Last week, undergraduate students at Georgetown University voted overwhelmingly in favor of creating a fund to benefit descendants of 272 enslaved men, women, and children who were sold in 1838 to save the university’s finances.
Under the proposal, a mandatory fee of $27.20 per student per semester would fund a nonprofit, run jointly by Georgetown students and descendants, which would allocate money to charitable causes benefiting the descendants. Students turned out for the election at a record-high rate, according to Georgetown’s student newspaper, but the proposal needs approval from administrators before it can be implemented.
This referendum is the culmination of years of student activism at Georgetown since the university launched its Working Group on Slavery, Memory, and Reconciliation in 2015. The high turnout in last week’s student government elections at Georgetown reflects the extent to which the student body there has taken an active role in determining how their school will address its historical ties to slavery. It’s time for Penn’s student body to do the same.
Penn has recently joined schools such as Georgetown, Harvard University, Brown University, Yale University, Princeton University, Columbia University, and the University of Virginia in beginning to publicly reckon with historical ties to slavery.
At most of these schools, administrators convened research groups to study institutional ties to slavery following increased attention to such connections. Penn is one of a few colleges where research programs on institutional ties to slavery originated in undergraduate history courses.

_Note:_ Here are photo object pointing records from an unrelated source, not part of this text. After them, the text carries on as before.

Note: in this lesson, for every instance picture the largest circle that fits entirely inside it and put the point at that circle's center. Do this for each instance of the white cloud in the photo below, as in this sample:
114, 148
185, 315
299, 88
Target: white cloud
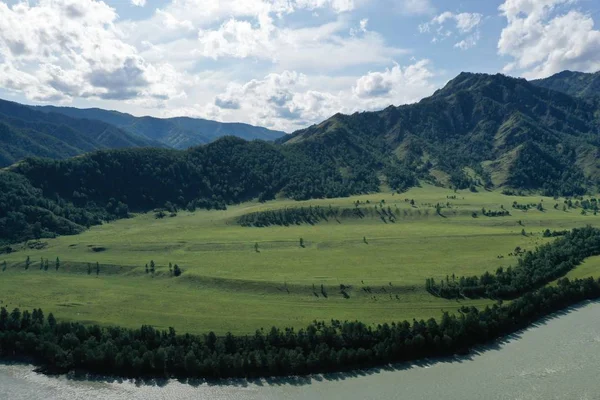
544, 38
291, 100
414, 7
230, 60
396, 85
315, 48
62, 49
465, 25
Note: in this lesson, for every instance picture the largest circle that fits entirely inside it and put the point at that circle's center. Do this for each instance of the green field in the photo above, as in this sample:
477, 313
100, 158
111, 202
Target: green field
229, 286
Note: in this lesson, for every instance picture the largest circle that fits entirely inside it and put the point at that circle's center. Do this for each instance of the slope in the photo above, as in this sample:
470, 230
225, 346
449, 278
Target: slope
179, 133
578, 84
477, 127
27, 133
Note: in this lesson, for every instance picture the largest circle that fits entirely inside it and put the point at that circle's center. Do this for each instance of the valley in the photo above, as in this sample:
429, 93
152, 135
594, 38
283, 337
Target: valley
238, 279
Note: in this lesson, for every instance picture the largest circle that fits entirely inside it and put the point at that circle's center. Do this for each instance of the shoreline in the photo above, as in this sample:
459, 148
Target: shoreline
303, 380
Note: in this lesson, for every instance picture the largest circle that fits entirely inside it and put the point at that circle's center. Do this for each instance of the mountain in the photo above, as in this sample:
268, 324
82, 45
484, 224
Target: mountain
178, 133
483, 129
578, 84
478, 132
27, 133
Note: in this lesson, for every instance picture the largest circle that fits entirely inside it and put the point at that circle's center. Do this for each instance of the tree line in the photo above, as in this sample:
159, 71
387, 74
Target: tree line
534, 269
60, 347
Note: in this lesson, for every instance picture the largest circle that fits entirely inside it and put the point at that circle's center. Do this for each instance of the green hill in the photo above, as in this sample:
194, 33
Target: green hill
178, 133
479, 132
578, 84
28, 133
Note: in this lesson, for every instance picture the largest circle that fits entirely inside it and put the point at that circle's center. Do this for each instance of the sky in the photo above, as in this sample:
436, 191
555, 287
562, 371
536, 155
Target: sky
282, 64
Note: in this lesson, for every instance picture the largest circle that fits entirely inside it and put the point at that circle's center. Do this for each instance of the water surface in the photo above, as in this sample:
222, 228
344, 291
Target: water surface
557, 359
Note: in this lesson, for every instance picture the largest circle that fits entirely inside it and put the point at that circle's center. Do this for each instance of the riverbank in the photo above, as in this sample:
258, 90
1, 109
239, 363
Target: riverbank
557, 358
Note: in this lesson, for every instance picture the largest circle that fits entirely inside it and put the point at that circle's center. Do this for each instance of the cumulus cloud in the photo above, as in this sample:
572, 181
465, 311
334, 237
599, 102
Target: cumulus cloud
292, 100
279, 100
61, 49
451, 25
414, 7
397, 85
544, 37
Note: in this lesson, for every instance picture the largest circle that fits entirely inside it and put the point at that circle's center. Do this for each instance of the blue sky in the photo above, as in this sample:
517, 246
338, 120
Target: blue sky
283, 64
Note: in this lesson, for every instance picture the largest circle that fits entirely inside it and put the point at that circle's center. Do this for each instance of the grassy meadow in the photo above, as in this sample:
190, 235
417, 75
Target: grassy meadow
240, 279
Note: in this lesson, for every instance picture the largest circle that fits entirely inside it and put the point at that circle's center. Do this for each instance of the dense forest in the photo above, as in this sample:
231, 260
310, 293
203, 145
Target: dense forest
321, 347
178, 133
25, 132
44, 198
478, 126
533, 270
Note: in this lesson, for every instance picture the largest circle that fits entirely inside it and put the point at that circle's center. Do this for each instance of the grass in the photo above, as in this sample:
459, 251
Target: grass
228, 286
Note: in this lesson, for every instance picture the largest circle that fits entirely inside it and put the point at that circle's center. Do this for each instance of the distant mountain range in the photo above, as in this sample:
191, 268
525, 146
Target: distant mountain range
578, 84
62, 132
478, 132
491, 130
177, 133
25, 132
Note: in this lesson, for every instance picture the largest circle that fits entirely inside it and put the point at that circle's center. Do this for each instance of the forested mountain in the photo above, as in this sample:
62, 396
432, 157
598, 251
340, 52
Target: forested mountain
178, 133
478, 131
578, 84
25, 133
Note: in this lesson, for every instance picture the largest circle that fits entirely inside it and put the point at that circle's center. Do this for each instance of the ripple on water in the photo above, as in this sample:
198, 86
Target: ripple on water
550, 361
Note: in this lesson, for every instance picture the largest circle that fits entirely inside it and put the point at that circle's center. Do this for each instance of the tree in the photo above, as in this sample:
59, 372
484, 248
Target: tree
51, 321
176, 270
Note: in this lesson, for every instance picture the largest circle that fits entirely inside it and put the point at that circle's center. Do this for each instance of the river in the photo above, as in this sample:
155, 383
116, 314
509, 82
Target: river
559, 358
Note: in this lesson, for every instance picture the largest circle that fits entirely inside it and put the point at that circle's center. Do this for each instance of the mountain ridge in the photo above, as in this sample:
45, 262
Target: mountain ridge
479, 132
25, 132
176, 132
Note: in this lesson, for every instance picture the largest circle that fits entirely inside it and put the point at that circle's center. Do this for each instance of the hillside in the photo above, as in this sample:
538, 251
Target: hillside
578, 84
178, 133
28, 133
478, 130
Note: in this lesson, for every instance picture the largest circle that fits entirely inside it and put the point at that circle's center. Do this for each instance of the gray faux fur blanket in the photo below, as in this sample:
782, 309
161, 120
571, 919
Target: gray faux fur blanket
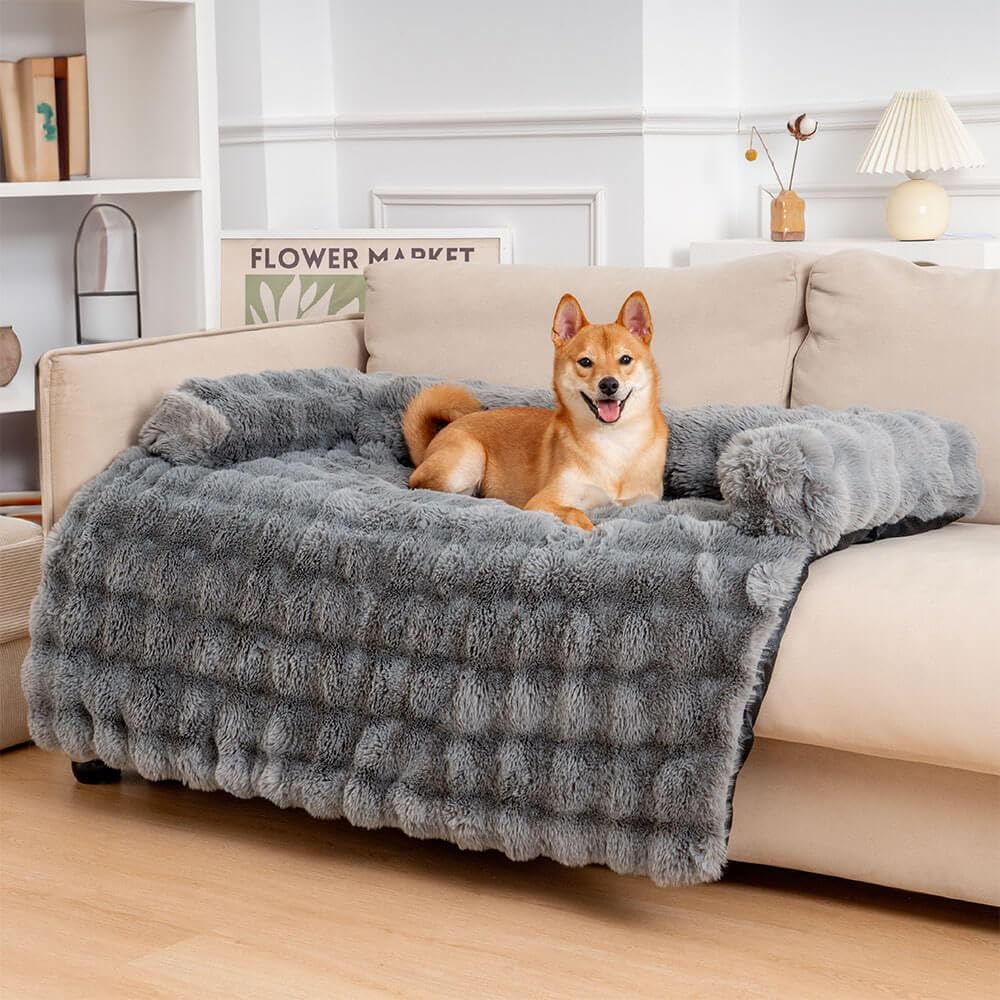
252, 600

The idea for the Penn and Slavery Project came out of a spring 2017 course taught by History professor Kathleen Brown, and students have contributed research to the project every semester since fall 2017.
These undergraduate researchers, as well as others involved in the project, are laying the foundation for Penn to reckon with its connections to slavery. The Penn student body ought to recognize this work by taking the time to learn about the project’s early findings, just as Georgetown students have worked to understand their institution’s role in the slave trade.
The Penn and Slavery Project’s research has revealed that a substantial number of Penn’s founding trustees owned slaves. These trustees also sent William Smith, the University’s first provost, and John Morgan, the founder of the Medical School, to South Carolina and Jamaica to raise funds for the University from wealthy slave owners. “Smith and Morgan's efforts ensured that the university would stay open because of wealth earned from slave-labor,” the project’s website states.
Additionally, the student researchers have highlighted how the Medical School’s faculty and alumni pioneered theories of race “science” used to defend slavery and to create a scientific basis for white supremacist ideologies. For example, in the mid-19th century, Medical School professor Samuel Morton catalogued the sizes and volumes of hundreds of human skulls to support his theory that mankind could be divided into five separate races and ranked by intellect. This research was used to justify chattel slavery as consistent with a natural racial hierarchy, and today Morton is often called the “father of scientific racism.” This pseudoscience of racial difference remains influential today in more subtle ways; a 2016 study at the University of Virginia found that an alarming percentage of white medical students and residents held false beliefs about biological differences between black and white people, including that black people have thicker skin than white people.
Penn’s history is not the same as Georgetown’s. There is no evidence that Penn ever owned enslaved people or that Penn directly profited from the sale of slaves in the way Georgetown did. Still, we must critically examine how Penn contributed to racial injustice during the antebellum period, especially in light of the University’s more recent history of expanding at the expense of black communities in West Philadelphia.
When the extent of Georgetown’s complicity in the slave trade became widely known in 2016, Penn’s director of media relations denied the University had any direct historical ties to slavery. But in early 2018, following the first semester of the Penn and Slavery Project research, President Amy Gutmann and Provost Wendell Pritchett released a statement announcing the formation of a new working group on slavery and praising the group’s work to cast “a new light on our historical understanding of the reach of slavery’s connections to Penn.”
“It is important that we fully understand how it affected our University in its early years and that we reflect as a university about the current meaning of this history,” the statement read.
No institution can fully repay the moral debt owed for helping to promote slavery, but supporting the Penn and Slavery Project’s efforts to investigate the University’s history is a good first step. The University should continue to support the work of the Penn and Slavery Project. The Daily Pennsylvanian Editorial Board encourages all members of the Penn community to take the time to learn about this research on the history of our institution. Further information is available on the project’s website at pennandslaveryproject.org.
Editorials represent the majority view of members of The Daily Pennsylvanian, Inc. Editorial Board, which meets regularly to discuss issues relevant to Penn's campus. Participants in these meetings are not involved in the reporting of articles on related topics.